Monday, August 4, 2008

Zapped

Last week, I was in a ZapThink Service Oriented Architecture (SOA) Bootcamp. It was a descent class since they derive their material from actual SOA implementations in large corporations. They presented high level principals and "gotchas" but I felt it lacked something but I cannot tell what. I thought the ITIL v3 Foundations course was more intense and it actually presented some excellent concepts. I highly recommend taking ITIL v3 Foundations course and the ZapThink bootcamp does a good job of re-enforcing overall same concepts which are:
  • How does IT solve a business problem? This is key since vendors and developers tend to buy the tool or solution and then retrofit it to a business problem. I have been involved in couple of projects which spelled D-O-O-M-E-D after they were cancelled.
  • Capture Business Processes - This is an other key since requirements are derived by analysts which inturn are passed down to the architects and engineers. Architects and Engineers design solutions to the requirements. If they had an insight into the business processes, the solutions could be better and cheaper.

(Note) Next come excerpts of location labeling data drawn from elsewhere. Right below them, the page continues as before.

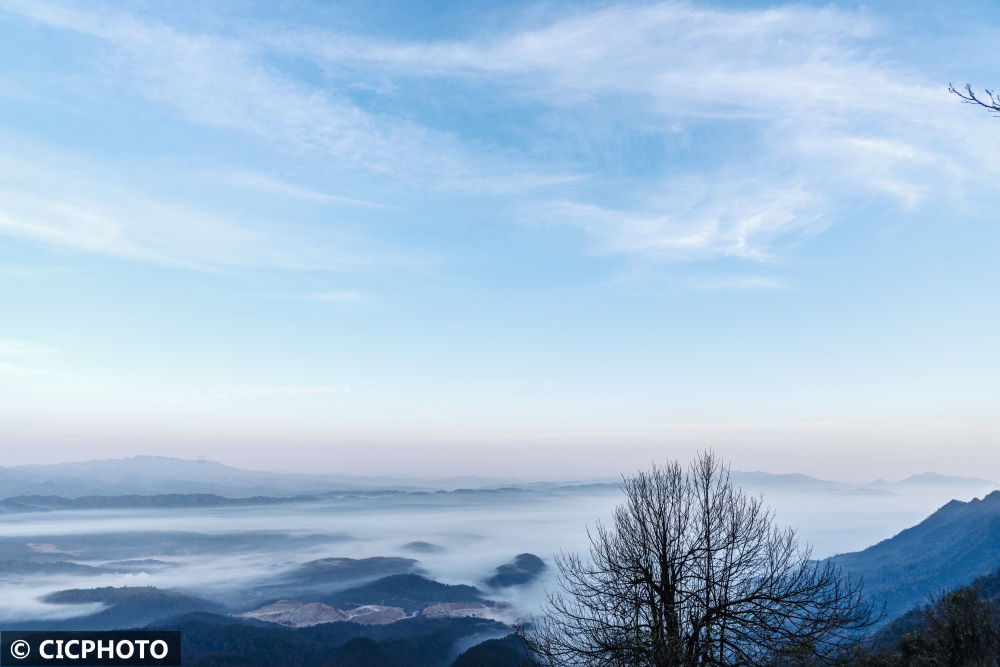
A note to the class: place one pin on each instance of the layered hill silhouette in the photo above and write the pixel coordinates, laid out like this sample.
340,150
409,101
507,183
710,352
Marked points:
950,548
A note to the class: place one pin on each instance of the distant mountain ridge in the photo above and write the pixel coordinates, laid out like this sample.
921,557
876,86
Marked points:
950,548
157,475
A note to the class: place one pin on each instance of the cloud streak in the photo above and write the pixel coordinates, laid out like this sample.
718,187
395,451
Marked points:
816,115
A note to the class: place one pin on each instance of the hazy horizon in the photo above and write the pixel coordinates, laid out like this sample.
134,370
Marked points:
550,239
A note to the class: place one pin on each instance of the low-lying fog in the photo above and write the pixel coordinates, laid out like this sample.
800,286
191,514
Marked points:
220,553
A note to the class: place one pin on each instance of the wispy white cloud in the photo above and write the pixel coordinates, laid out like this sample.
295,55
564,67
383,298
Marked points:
65,203
804,91
725,220
739,283
262,182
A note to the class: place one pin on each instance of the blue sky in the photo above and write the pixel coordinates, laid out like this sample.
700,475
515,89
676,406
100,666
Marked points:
458,237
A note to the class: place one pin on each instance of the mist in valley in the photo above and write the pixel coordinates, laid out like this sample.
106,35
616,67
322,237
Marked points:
245,556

  • Business Agility - Flexible IT systems provide businesses more flexibility to be agile. Services support this paradigm however defined Configuration Management processes are key as well.
  • Architecture - Enteprise, Data, Process, and Technical Architectures are key since they provide a defined approach in designing a system or an enterprise. No more Ad-hoc development projects. As a developer and an as an architect, this is key since developers love to know their constraints. We, as developers, have been burnt by poorly written code or no documentation.
Overall good IT architecture with SOA or no SOA, involves alot of common sense, a business understanding and knowing your constraints. Ideas are great but we all have to be realistic.